Monitoring plaque stability and event rates
Progression of calcified plaque, as measured by EBT imaging, of < 15% annually was associated with a 17 fold reduction in events compared to progression in patients taking lipitor. This was independent of LDL response to lipitor. The higher the initial calcium score, the greater the difference in event rates between stability and progression of plaque. (Arteriosclerosis, Thrombosis, and Vascular Biology 2004;24:1272) A second study found a 13 fold difference across the board regardless of therapeutic status (Raggi, Shaw, Callister, Budoff; JACC 2003) Dan, I can respect a doubling of risk however when you see a 13 to 17 fold increase in risk based on calcium progression, one must stand up and take notice.

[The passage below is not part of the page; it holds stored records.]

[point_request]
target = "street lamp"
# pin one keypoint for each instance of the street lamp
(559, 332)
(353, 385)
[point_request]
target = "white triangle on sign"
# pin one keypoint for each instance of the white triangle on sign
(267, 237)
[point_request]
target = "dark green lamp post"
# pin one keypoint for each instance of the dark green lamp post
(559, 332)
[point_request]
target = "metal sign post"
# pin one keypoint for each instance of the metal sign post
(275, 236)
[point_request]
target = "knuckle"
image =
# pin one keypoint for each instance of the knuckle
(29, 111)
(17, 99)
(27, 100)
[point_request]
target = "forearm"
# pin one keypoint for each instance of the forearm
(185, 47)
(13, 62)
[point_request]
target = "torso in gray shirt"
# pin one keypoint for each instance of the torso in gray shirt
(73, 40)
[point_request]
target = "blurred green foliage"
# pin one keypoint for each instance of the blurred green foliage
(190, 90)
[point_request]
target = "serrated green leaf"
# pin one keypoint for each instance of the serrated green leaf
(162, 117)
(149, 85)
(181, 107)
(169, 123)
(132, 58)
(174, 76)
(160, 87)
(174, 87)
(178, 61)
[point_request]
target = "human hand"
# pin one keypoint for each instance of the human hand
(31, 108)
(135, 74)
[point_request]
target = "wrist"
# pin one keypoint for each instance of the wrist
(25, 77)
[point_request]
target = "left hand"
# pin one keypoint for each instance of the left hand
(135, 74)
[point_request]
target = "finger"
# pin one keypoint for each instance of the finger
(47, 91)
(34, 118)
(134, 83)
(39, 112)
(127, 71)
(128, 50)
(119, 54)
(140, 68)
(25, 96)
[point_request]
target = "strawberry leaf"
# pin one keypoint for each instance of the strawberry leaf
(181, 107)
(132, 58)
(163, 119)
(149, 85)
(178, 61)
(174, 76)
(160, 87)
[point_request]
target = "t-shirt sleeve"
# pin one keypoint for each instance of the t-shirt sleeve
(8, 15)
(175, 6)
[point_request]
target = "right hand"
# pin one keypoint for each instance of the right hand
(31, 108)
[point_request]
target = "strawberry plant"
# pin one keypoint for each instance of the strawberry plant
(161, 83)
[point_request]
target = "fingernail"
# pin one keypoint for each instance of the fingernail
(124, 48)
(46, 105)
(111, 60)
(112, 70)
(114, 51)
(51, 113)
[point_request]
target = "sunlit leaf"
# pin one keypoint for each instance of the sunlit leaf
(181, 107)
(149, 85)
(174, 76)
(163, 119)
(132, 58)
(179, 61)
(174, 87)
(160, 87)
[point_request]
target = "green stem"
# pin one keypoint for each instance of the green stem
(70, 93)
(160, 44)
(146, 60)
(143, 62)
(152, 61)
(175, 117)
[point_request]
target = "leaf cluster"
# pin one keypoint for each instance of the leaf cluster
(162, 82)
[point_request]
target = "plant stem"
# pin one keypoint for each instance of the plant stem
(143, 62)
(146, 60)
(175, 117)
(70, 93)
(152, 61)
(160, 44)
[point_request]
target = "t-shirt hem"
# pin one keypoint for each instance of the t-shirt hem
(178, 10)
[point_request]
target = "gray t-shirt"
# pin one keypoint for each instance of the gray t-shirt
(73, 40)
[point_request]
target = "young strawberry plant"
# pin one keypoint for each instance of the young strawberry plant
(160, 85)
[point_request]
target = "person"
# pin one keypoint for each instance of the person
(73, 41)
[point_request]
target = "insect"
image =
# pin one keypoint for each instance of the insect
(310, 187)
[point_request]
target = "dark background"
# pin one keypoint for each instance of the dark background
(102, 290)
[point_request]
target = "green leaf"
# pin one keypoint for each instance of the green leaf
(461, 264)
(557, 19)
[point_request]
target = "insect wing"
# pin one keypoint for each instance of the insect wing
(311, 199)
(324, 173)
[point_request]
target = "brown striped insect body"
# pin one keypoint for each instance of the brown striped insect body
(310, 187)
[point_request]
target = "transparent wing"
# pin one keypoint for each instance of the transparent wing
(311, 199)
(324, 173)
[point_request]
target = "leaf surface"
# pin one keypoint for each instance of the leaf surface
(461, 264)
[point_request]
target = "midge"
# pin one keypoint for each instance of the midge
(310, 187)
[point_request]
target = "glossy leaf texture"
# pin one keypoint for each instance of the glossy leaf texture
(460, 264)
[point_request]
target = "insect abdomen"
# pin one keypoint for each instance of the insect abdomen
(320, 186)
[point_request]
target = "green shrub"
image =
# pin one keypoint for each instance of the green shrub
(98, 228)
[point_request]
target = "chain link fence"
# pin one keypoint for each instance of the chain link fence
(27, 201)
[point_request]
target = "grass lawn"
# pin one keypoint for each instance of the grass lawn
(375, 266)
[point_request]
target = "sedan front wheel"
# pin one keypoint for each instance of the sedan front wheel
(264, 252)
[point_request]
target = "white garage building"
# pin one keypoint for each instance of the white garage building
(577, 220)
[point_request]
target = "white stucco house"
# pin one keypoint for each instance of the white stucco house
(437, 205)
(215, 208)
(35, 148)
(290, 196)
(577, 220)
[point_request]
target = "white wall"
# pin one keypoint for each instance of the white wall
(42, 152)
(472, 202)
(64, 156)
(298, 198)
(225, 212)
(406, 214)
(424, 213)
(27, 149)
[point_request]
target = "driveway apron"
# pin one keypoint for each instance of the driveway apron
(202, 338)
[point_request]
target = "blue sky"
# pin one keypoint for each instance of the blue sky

monitoring plaque progression
Bill, I was responding to the comment that there is no reliable way to monitor plaque non-invasively. I do not think that carotid plaque area or volume regression is the only way to monitor plaque; CAC is another. You could also do serial ABI testing, or do what nephrologists do – measure protein and microalbuminuria in the urine (which also responds to many of the same interventions that we use in CAD). One advantage of US over CAC is that there is zero radiation burden for US (yes, I know that modern CT has brought the radiation burden down, but it still not zero as in ultrasound). In addition, I have seen patients with CAD who have very little CAC but tremendous carotid atheroma, and vice versa. So perhaps using both techniques is the way to go, given that atherosclerosis is both a focal and systemic disease. Measuring risk factors alone, and patting ourselves on the back when we have reached them, does a grave disservice to patients (many of whom will present with further events).
This individuals first ischemic presentation may be his last. The decreased LV function with exertion in the face of L main and multivessel disease is enough for me to recommend CABG. The patient may choose not to follow this recommendation , but should be educated on the possibilkity of SCD due to his ischemic burden.
High dose/potent statins, B-blocker therapy and antiplatelets should be mainstay. I would also look at ACEI for endothelial effects.